Answer: Steven Gundry’s book recommends a lectin-free diet for health. But despite the claimed benefits, no clear scientific evidence shows that lectin-free diets can cure chronic health conditions or autoimmune diseases. Indeed, Gundry’s diet was labelled a fad by many health authorities, who advised consumers to avoid it. But is there any truth to what Gundry, a former cardiothoracic surgeon-turned-nutritionist, writes about lectins? He recommends avoiding foods high in this plant-based protein that binds to carbohydrates. He claims they disrupt cellular communication and cause inflammation, harming the gut and leading to various health issues and weight gain. However, because they are found in a wide range of food groups – such as beans, legumes, vegetables, dairy products, seeds and nuts – avoiding lectins means severely restricting your food intake.

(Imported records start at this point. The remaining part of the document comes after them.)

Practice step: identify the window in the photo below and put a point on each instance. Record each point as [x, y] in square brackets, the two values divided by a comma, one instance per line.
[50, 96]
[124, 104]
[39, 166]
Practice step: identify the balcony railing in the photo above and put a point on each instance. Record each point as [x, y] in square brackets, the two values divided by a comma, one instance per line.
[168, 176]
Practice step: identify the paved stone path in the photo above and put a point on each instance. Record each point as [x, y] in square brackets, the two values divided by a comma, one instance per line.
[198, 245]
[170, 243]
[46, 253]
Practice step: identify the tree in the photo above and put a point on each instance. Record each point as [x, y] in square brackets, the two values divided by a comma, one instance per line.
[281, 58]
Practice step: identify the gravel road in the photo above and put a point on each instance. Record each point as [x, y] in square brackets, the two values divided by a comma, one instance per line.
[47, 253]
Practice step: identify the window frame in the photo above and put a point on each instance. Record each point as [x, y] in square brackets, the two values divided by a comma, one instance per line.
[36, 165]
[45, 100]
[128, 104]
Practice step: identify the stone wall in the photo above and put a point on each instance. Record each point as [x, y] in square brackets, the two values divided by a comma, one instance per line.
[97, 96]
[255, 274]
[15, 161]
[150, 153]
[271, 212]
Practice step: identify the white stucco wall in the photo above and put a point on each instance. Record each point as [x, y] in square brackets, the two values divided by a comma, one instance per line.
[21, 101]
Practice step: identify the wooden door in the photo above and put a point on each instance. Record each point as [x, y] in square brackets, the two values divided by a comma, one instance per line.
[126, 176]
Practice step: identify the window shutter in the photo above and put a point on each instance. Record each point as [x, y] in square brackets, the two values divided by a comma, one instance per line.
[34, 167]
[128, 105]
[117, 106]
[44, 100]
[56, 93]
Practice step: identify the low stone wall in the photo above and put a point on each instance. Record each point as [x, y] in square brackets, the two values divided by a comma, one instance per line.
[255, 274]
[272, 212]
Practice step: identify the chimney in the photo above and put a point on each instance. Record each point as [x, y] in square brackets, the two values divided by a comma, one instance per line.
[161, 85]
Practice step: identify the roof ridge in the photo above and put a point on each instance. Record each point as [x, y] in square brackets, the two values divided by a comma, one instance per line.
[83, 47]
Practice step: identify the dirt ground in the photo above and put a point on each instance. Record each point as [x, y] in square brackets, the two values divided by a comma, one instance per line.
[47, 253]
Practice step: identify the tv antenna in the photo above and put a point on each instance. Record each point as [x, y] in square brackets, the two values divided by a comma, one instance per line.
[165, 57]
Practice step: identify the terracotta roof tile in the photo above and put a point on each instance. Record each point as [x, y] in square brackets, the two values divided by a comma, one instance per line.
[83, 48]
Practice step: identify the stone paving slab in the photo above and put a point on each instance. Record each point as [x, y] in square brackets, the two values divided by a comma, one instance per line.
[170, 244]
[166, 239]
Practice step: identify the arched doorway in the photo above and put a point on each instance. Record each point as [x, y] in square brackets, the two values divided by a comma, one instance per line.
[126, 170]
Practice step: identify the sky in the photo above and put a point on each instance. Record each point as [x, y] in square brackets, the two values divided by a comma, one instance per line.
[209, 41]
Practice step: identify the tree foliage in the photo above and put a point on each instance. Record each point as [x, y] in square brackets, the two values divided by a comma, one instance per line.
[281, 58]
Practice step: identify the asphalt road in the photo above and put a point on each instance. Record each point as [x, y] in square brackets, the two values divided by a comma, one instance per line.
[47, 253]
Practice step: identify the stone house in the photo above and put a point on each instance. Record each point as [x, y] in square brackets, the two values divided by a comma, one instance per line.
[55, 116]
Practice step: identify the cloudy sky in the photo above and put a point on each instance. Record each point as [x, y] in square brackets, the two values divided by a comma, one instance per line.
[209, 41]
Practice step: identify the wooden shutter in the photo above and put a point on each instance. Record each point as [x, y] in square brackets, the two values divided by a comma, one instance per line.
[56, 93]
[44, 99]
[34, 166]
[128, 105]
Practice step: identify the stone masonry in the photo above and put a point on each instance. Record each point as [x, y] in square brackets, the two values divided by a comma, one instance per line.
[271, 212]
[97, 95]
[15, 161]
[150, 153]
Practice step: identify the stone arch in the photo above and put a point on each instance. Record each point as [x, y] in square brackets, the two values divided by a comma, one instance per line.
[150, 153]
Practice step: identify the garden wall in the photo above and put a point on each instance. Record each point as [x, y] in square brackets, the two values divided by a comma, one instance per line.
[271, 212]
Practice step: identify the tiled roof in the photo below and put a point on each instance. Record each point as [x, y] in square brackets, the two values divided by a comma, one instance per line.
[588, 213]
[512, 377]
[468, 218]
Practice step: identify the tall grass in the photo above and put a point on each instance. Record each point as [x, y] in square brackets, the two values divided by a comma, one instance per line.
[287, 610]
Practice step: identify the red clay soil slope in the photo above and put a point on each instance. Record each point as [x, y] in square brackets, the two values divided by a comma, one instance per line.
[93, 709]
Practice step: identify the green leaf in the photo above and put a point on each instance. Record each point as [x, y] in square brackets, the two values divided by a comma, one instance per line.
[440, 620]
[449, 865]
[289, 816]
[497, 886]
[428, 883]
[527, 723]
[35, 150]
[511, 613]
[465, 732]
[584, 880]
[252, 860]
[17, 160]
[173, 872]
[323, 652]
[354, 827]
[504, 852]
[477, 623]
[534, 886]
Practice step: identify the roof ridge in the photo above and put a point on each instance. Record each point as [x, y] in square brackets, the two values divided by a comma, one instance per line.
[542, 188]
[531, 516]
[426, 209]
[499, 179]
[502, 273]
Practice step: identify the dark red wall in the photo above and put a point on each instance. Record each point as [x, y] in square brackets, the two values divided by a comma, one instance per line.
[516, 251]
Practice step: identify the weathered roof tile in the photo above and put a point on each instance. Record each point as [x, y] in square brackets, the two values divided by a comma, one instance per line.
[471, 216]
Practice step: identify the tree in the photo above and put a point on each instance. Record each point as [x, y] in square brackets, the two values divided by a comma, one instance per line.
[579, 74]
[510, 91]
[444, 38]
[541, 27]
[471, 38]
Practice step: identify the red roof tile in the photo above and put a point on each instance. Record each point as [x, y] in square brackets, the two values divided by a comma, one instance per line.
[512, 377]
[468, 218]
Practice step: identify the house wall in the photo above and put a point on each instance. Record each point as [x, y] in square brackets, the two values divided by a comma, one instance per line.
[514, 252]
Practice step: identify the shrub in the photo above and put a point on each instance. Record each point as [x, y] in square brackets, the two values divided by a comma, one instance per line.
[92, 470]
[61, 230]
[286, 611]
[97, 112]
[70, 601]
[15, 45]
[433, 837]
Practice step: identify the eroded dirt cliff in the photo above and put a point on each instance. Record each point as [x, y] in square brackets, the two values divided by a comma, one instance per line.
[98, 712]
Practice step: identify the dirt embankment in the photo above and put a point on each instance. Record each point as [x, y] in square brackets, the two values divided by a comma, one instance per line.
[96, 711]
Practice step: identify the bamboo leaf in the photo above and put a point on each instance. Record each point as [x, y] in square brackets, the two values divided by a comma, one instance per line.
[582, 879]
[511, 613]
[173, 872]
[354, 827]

We know plants use lectins to protect themselves against external pathogens such as fungi and other organisms. And those same features of lectins may cause problems with human digestion if they are eaten in their active state. A prime example is the high concentrations of lectins found in red kidney beans. Eating raw or undercooked beans can cause food poisoning, with symptoms such as nausea, vomiting and diarrhoea. But no such issue occurs if the beans are properly soaked and boiled, thereby inactivating the lectins, before consumption.

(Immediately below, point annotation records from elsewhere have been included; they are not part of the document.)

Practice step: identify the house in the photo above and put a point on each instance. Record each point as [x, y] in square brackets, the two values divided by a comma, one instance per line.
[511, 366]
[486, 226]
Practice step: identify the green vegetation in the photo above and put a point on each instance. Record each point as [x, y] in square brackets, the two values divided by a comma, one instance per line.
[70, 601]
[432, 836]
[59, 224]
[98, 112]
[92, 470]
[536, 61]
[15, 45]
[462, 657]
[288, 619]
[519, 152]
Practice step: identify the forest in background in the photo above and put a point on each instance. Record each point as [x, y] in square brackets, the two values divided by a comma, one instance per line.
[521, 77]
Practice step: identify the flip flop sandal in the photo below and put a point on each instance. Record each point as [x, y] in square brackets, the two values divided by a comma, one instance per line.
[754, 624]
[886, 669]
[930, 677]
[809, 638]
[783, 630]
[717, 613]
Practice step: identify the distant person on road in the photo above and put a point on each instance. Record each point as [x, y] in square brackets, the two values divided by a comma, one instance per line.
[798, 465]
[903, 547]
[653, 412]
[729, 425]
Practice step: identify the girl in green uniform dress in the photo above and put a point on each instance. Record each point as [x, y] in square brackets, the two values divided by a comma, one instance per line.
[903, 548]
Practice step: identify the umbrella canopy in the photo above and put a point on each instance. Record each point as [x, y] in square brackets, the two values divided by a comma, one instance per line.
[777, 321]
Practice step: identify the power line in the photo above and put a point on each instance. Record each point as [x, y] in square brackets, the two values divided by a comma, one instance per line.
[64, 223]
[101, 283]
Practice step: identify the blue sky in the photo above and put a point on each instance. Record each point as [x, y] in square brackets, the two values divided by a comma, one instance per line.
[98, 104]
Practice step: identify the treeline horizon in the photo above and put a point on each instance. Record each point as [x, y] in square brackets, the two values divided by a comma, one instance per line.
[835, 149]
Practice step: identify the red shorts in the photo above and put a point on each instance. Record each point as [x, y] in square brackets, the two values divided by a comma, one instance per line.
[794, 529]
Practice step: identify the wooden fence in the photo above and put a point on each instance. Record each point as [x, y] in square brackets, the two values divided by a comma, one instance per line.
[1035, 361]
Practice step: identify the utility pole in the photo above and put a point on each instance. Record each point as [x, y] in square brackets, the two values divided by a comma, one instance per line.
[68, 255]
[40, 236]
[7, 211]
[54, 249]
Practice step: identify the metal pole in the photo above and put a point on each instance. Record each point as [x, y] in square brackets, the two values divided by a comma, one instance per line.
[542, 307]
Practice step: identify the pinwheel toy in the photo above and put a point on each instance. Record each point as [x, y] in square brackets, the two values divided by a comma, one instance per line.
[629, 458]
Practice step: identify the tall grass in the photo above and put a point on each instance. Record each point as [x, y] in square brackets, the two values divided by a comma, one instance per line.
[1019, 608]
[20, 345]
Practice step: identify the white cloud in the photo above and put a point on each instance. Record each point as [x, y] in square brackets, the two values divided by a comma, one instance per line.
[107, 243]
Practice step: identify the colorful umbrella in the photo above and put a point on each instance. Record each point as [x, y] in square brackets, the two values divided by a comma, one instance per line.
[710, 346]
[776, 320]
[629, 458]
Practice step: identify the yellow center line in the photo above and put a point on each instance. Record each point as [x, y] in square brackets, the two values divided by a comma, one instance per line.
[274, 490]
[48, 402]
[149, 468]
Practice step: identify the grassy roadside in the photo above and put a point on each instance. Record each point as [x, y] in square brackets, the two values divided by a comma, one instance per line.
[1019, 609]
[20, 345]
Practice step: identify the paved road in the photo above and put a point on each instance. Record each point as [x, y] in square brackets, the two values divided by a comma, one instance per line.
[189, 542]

Indeed, varying levels of lectins exist within food groups. Those with higher levels tend to be foods that we cook before eating, such as wheat and legumes, thereby inactivating many of the lectins.
From a research perspective, most evidence on lectins and health comes from animal studies, which have shown that they can survive transit through the gut and impair the absorption of essential nutrients such as calcium, iron, phosphorus, and zinc. Hence, their effects have been labelled “anti-nutritional”. They can also bind to cells that line the digestive tract, interfering with the healthy operation of the digestive system and its microflora. Because they can bind to these cells for a long time, they have been theorised to play a role in inflammatory autoimmune conditions such as rheumatoid arthritis and type 1 diabetes.

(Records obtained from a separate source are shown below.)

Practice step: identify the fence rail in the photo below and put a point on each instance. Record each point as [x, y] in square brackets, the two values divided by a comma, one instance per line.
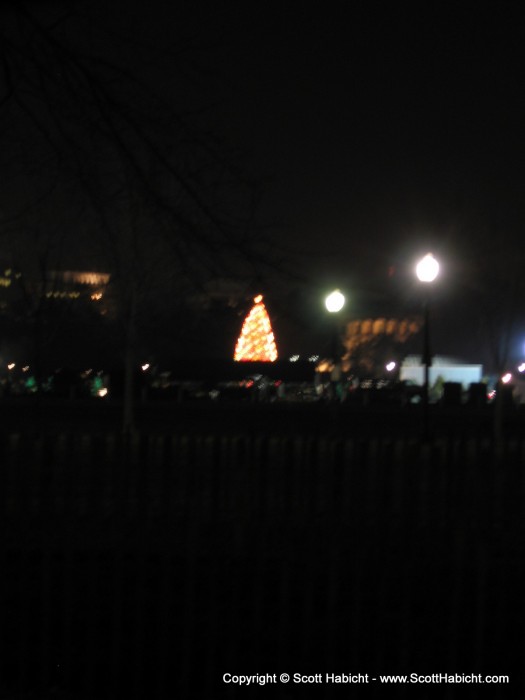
[153, 565]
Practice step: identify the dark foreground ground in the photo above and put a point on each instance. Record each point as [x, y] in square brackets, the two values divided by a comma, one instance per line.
[247, 542]
[247, 417]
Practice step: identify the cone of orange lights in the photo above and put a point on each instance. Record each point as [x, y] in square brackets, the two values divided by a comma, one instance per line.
[256, 342]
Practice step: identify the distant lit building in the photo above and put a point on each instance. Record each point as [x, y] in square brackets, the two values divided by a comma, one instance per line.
[370, 342]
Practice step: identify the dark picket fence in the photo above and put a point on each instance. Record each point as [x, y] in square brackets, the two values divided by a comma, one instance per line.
[149, 567]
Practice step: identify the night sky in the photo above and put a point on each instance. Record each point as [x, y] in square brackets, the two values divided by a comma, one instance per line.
[376, 134]
[387, 133]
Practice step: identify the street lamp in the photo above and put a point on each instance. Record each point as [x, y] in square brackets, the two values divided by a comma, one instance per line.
[427, 270]
[334, 302]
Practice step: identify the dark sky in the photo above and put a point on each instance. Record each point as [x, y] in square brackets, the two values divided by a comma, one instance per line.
[386, 133]
[380, 133]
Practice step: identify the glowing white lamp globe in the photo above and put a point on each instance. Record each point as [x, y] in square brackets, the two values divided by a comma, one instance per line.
[427, 268]
[335, 301]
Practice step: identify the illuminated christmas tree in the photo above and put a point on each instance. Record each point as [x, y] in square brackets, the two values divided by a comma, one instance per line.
[256, 342]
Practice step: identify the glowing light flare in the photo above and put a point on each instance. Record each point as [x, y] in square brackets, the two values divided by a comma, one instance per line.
[335, 301]
[427, 268]
[256, 342]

However, a review published in 2021 in the American Journal of Biomedical Science & Research concluded there are more questions than answers regarding dietary lectins and disease. Most notably, the foods that contain the highest concentrations of lectins are the same foods shown to improve our health, such as vegetables, legumes, fruits and nuts. The Mediterranean diet, for instance, is rich in lectins, with its high intake of plant-derived foods. Yet, those who eat a Mediterranean diet have a lower risk of cardiovascular disease and type-2 diabetes.
That lectin-rich foods are associated with better health highlights an essential point about nutritional science: we cannot consider the health impact of one compound in a food without also considering the matrix of other beneficial compounds in that same food. So, the overall effect of the food, rather than one component, is what ultimately matters. More research is needed to understand which lectins are harmful – as not all appear to be harmful – and what effects occur with a specific dose and duration of intake.
Given the current lack of evidence to support the lectin-free diet, there is little to commend following it. The best advice is to shun diets that recommend avoiding or severely limiting a whole food group or staple food without sound, published scientific evidence to support that recommendation.